A German named Friedrich Unger, the confectioner of Greek King Otto the First writes a book on Eastern Confectionary in 1837. I am saying Eastern but it’s actually a deep study of Ottoman Empire’s dessert culture. Unger visits Topkapi Palace’s halva making room with special permission and writes:
“Halva cauldrons buried deep inside walls, kadaif noodle stoves and sesame mills catch my attention. All ingredients are carelessly spread over here and there. Sesame halvas are being made for the servants in the second and third courtyards of the palace.”

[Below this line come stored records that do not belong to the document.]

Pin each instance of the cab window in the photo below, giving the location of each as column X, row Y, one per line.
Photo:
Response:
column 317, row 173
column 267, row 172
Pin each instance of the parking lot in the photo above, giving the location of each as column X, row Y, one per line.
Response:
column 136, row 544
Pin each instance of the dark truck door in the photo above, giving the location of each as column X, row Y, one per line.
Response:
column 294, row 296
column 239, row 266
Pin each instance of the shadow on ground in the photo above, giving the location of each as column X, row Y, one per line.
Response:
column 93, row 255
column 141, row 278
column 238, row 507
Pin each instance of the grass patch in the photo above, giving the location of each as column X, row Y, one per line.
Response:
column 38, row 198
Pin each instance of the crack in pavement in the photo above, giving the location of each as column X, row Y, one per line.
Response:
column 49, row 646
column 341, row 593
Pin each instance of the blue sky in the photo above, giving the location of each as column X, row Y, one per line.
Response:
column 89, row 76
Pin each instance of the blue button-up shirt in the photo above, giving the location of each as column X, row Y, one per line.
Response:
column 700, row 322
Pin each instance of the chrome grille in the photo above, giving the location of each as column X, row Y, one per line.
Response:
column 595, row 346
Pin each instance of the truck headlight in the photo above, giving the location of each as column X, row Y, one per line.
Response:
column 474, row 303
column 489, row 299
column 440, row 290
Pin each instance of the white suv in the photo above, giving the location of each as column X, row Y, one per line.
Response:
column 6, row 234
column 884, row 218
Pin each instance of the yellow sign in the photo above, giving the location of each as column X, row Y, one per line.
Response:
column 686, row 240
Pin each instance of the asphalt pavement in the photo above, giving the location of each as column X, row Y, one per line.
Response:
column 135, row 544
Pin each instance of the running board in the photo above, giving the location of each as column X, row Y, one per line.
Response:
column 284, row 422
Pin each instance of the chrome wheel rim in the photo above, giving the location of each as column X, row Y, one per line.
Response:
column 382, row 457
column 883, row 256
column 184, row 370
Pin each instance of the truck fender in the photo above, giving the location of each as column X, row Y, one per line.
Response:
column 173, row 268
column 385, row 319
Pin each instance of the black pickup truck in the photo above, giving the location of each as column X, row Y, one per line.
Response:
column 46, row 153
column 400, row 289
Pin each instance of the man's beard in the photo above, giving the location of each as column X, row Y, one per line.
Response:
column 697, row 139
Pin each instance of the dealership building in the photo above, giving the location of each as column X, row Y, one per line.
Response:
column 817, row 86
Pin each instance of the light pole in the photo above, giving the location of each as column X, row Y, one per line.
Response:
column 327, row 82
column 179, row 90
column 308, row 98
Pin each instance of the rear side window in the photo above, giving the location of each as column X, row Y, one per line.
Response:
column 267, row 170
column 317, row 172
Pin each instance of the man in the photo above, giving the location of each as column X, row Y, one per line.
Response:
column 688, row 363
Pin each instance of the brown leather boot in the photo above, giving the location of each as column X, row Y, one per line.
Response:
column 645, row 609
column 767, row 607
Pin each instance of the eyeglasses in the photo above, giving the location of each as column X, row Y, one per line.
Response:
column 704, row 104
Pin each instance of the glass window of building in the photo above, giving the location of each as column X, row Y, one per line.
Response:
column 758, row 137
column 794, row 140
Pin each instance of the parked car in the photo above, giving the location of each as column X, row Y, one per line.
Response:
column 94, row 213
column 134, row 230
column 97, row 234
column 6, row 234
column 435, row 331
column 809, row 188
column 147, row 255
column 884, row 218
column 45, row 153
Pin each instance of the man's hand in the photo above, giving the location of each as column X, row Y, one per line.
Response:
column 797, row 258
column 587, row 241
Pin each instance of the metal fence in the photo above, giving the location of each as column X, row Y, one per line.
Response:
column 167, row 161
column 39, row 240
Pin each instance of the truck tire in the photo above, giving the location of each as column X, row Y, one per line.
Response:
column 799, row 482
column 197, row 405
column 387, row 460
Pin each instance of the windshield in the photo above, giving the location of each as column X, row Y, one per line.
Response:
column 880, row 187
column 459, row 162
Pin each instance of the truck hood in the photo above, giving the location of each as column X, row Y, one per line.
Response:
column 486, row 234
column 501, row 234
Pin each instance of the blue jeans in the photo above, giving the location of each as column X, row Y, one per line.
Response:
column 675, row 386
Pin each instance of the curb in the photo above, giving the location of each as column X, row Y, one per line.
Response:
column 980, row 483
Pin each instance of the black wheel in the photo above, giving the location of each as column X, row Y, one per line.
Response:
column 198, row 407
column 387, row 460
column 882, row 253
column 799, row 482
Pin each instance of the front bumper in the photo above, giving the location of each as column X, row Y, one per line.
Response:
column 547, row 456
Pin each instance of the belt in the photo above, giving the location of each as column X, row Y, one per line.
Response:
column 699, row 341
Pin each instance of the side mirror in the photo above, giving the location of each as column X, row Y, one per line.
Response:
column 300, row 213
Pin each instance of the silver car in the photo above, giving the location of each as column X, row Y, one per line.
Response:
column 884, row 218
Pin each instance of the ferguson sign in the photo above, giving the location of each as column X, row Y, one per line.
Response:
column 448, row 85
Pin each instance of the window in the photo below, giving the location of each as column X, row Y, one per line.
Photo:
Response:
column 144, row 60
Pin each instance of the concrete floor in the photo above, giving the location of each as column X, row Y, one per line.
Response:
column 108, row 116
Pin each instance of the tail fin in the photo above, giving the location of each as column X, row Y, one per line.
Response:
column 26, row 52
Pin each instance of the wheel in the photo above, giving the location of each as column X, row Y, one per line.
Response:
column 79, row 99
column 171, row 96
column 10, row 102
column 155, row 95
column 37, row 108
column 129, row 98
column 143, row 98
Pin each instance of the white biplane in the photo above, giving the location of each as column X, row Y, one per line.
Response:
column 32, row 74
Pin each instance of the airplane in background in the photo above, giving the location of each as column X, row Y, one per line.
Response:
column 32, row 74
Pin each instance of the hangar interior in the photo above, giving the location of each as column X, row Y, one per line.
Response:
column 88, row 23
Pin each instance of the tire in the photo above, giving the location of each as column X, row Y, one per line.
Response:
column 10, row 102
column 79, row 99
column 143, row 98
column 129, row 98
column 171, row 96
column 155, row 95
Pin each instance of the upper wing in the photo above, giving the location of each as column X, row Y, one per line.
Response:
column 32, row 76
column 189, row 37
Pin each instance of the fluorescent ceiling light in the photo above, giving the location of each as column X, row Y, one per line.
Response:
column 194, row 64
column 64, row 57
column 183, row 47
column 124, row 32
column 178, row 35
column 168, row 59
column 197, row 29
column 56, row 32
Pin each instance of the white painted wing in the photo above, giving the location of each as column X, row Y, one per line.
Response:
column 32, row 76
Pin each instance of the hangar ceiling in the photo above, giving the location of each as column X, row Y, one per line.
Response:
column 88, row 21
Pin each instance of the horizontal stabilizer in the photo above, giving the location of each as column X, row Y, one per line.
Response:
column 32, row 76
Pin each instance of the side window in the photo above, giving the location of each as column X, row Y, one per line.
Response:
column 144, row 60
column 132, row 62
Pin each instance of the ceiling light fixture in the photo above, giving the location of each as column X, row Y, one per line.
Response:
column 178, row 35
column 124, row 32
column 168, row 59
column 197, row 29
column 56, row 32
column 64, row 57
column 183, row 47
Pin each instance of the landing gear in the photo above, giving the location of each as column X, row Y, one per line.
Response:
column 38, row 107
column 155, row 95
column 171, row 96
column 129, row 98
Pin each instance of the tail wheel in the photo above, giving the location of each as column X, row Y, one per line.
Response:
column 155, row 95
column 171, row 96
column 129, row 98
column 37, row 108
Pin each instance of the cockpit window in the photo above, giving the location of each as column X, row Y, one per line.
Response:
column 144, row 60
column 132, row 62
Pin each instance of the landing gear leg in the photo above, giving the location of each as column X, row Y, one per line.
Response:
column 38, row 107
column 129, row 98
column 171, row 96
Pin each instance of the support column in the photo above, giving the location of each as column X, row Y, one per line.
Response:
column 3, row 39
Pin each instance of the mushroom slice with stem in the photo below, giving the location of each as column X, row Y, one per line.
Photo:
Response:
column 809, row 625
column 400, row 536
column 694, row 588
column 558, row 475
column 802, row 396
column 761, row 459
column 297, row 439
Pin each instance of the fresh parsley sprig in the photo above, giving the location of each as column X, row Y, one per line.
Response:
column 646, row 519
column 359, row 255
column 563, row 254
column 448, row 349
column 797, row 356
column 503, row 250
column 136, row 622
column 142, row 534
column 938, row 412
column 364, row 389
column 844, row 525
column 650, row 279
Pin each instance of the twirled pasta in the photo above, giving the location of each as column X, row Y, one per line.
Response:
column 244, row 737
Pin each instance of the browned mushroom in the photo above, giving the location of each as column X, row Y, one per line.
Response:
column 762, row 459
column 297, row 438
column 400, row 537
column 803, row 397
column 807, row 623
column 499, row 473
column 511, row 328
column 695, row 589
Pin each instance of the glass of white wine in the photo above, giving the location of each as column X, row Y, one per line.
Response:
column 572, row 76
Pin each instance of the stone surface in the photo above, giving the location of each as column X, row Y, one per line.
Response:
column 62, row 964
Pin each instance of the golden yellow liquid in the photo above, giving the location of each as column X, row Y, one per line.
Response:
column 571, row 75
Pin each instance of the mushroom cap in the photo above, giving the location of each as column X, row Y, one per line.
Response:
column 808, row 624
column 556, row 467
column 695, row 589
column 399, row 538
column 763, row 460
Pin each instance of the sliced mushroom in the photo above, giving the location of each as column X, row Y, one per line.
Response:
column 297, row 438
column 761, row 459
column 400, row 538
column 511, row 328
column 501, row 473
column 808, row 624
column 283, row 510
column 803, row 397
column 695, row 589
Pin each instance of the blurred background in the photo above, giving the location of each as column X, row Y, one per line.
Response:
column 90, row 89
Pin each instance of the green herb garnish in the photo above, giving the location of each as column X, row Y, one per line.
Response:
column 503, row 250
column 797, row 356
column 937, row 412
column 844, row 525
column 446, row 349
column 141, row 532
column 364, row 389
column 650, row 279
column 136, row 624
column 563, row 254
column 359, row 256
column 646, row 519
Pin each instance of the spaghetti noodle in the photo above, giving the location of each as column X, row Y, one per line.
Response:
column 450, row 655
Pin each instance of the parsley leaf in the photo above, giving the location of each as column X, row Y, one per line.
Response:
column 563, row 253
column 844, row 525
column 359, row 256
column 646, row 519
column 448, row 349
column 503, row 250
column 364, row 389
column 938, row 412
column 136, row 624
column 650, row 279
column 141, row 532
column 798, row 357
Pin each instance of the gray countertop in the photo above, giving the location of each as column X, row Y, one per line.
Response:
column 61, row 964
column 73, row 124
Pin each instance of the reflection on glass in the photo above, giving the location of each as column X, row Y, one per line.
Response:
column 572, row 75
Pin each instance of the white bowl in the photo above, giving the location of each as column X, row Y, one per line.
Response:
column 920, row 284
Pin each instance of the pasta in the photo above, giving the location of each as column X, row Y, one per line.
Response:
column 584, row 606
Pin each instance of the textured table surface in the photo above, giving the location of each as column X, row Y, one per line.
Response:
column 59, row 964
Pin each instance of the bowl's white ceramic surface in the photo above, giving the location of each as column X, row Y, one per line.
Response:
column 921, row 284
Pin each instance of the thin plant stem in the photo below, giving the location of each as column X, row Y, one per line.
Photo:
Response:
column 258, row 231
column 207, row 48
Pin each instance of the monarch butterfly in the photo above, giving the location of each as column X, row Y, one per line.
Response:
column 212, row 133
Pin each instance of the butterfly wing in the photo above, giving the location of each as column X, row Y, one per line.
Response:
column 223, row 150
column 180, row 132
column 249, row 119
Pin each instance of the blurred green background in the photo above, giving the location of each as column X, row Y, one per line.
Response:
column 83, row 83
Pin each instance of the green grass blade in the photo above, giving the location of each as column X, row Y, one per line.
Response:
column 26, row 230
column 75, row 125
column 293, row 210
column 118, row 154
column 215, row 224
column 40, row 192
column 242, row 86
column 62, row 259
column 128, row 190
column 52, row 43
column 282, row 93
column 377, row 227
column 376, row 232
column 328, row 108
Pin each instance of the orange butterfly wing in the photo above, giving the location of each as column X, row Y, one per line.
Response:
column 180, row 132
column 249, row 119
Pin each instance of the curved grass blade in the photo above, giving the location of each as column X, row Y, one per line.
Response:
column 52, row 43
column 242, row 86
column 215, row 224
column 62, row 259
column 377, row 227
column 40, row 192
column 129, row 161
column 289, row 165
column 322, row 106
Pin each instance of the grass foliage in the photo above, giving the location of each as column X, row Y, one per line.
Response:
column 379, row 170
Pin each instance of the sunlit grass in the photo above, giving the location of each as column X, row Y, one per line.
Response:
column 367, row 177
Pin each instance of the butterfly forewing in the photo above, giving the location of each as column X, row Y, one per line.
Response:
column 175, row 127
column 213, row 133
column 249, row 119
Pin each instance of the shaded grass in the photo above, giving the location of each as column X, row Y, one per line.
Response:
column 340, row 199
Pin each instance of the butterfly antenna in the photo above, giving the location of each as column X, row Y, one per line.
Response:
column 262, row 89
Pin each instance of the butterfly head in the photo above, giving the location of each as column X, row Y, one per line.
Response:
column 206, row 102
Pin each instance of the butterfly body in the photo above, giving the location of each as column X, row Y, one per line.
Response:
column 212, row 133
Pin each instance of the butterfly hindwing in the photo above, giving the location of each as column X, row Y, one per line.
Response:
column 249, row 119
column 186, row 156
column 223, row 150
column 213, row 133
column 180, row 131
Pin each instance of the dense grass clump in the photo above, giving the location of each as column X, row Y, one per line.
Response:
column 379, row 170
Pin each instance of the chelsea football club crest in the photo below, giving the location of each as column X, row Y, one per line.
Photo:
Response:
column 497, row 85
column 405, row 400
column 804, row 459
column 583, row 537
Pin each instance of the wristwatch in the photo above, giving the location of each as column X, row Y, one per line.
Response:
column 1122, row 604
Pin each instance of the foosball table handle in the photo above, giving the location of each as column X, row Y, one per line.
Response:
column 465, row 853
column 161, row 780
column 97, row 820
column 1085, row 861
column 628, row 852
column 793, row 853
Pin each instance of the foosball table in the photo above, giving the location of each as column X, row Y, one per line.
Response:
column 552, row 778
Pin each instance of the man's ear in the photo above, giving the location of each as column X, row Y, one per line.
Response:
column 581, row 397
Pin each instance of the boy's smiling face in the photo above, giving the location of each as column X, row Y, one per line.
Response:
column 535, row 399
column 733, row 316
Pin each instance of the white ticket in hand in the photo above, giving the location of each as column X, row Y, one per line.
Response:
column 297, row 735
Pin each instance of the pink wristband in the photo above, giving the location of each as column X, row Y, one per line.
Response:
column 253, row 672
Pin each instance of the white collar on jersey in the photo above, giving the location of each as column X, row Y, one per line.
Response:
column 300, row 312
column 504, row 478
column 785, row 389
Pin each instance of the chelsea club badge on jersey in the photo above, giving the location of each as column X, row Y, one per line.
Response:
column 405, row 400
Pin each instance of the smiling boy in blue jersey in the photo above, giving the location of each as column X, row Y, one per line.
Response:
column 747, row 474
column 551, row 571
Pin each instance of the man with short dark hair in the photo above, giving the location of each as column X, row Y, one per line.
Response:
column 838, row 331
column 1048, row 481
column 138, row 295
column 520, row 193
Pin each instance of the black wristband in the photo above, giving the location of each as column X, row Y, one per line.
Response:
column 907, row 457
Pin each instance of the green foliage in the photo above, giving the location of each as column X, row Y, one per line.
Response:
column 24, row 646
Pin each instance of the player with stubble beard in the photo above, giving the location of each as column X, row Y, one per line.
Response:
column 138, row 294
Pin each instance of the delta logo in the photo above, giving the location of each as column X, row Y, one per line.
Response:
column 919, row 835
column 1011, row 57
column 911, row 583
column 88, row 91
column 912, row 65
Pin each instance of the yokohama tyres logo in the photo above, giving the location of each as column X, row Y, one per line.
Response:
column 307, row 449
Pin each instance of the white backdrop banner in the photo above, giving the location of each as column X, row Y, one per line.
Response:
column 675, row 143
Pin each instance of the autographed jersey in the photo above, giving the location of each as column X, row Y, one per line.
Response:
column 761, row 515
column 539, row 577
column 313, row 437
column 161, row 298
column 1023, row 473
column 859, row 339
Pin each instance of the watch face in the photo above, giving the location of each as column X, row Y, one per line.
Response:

Unger also describes dessert makers in Istanbul : “Halva-maker’s store is different than other dessert selling stores. Halva is a mixture of honey, sesame, tahini, semolina, hazelnuts, pine nuts, peanuts, walnuts, rose petals and almonds. From this ingredients 10 types of halvas are being made. Most populars are meat halva, tahin halva and sesame halva…”
Nowadays, Halva, a very important part of our culinary culture, a food that deserved a special kitchen for its making, has glycose syrup inside instead of honey. It only contains artificial additives.
Except mine, of course. I can call it Ottoman style. Bon appetit!
Grain Free Turkish Tahini Halva
Prep Time: 10 min
1 cup (200 ml) tahini
100 gr coconut flour (I am making it myself)
4 – 5 tbspns honey
1 tbspn cacao (optional)
1-Blend all ingredients except for cacao in a deep bowl.
2-Pour inside a preferably silicone rectangular mold.
3-If you desire a halva with cacao marbles, Pour 3/4 of the batter inside your mold, add the cacao to the rest. Blend until homogeneous and pour on top of the rest. Wave up the halva with a stick.
4-Keep in the fridge for 4 hours. Slice and serve.